# K-EXPRESS SQL PROJECT

![kepress.jpg](attachment:kepress.jpg)

Sungmin Nam has noticed a plateau in new customers at his new Korean soup restaurant, and has asked for help in analyzing customer data and suggesting marketing strategies to increase traffic.

By analyzing patterns in customer visits, spending, and menu item popularity, it may be possible to identify some potential areas for marketing initiatives. For example, promoting the most least menu items, or offering discounts or promotions on certain days of the week.

Before implementing any promotions, however, it is important to calculate whether they would be a net gain or loss for the business.

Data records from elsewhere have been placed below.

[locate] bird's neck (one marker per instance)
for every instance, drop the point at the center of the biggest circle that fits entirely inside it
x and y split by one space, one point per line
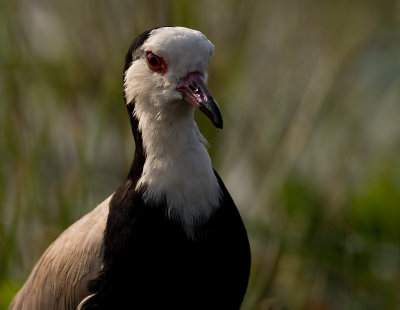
177 168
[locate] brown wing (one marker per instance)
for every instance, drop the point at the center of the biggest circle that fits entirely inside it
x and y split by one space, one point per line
59 279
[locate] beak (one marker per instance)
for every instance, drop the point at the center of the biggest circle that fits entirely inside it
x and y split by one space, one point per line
194 91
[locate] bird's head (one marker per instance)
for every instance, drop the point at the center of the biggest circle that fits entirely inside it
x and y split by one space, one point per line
166 72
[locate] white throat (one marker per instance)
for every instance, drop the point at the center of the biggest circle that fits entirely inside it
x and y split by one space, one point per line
177 167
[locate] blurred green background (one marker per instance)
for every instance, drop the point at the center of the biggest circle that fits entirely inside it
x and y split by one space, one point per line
310 94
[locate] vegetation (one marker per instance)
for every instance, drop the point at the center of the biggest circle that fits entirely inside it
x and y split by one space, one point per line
310 94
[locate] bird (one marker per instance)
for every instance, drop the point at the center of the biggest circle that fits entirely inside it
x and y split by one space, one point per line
170 236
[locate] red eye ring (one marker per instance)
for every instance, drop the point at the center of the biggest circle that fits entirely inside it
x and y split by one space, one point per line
156 63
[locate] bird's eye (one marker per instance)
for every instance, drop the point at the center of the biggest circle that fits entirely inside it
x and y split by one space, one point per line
156 63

In some cases, promotions may result in more customers, but they may also spend less per visit.

In [1]:
%load_ext sql

In [2]:
import os

In [3]:
host = "localhost"
database = "kexpress"
user = os.environ.get('DB_USER')
password = os.environ.get('DB_PASS')

In [4]:
connection_string = f"postgresql://{user}:{password}@{host}/{database}"

In [5]:
%sql $connection_string

'Connected: spencerdodson@kexpress'

## EXPLORE K-EXPRESS DATA SCHEMA 

In [7]:
%%sql

SELECT table_name--, column_name, data_type 
FROM information_schema.tables 
WHERE table_schema='public';

SELECT table_name, column_name, data_type 
FROM information_schema.columns 
WHERE table_name IN (
'menu',
'production_cost',
'rewards_members',
'sales')
ORDER BY table_name

 * postgresql://spencerdodson:***@localhost/kexpress
4 rows affected.
13 rows affected.


table_name,column_name,data_type
menu,price,numeric
menu,english_name,character varying
menu,product_name,character varying
menu,product_id,integer
production_cost,product_id,integer
production_cost,prod_cost,numeric
production_cost,product_name,character varying
rewards_members,customer_id,numeric
rewards_members,join_date,date
sales,payment_method,character varying


### What is K-Express' total gross profit so far for the year?

In [8]:
%%sql

SELECT SUM(prod_sums) AS yr_gross_proft
FROM (SELECT product_id, SUM(price) AS prod_sums
FROM sales s 
INNER JOIN menu m
USING(product_id)
GROUP BY s.product_id, product_id) AS sums;

 * postgresql://spencerdodson:***@localhost/kexpress
1 rows affected.


yr_gross_proft
14142


### What was the gross income by month and the profit difference?

In [17]:
%%sql

-- extract month from the order date
SELECT EXTRACT(MONTH FROM order_date) AS month,
SUM(price) AS monthly_sums,
-- use lag and window function to calculate the profit difference between months
SUM(price) - LAG(SUM(price)) OVER (ORDER BY EXTRACT(MONTH FROM order_date) ASC) AS g_profit_diff
FROM sales s 
INNER JOIN menu m
USING(product_id)
GROUP BY month;

 * postgresql://spencerdodson:***@localhost/kexpress
6 rows affected.


month,monthly_sums,g_profit_diff
1,2023,
2,2494,471.0
3,2874,380.0
4,1935,-939.0
5,2361,426.0
6,2455,94.0


### What is the net profit after accounting for cost of supplies? 

In [24]:
%%sql

WITH p_sums AS (
SELECT SUM(prod_sums) AS yr_gross_proft
FROM (SELECT product_id, SUM(price) AS prod_sums
FROM sales s 
INNER JOIN menu m
USING(product_id)
GROUP BY s.product_id, product_id) AS sums
),
-- repeat the above process but with prod_cost from production_cost table
	c_sums AS (
SELECT SUM(cost_sums) AS yr_cost
FROM (SELECT product_id, SUM(prod_cost) AS cost_sums
FROM sales s 
INNER JOIN production_cost
USING(product_id)
GROUP BY s.product_id, product_id) AS cost_sums
)
-- lastly minus the total cost from the profit
SELECT ROUND(yr_gross_proft - yr_cost, 2) AS net_profit
FROM p_sums
CROSS JOIN c_sums;

 * postgresql://spencerdodson:***@localhost/kexpress
1 rows affected.


net_profit
9266.0


Due to the size of dataset that I made. It was unrealistic to include a table with employees and labor cost. 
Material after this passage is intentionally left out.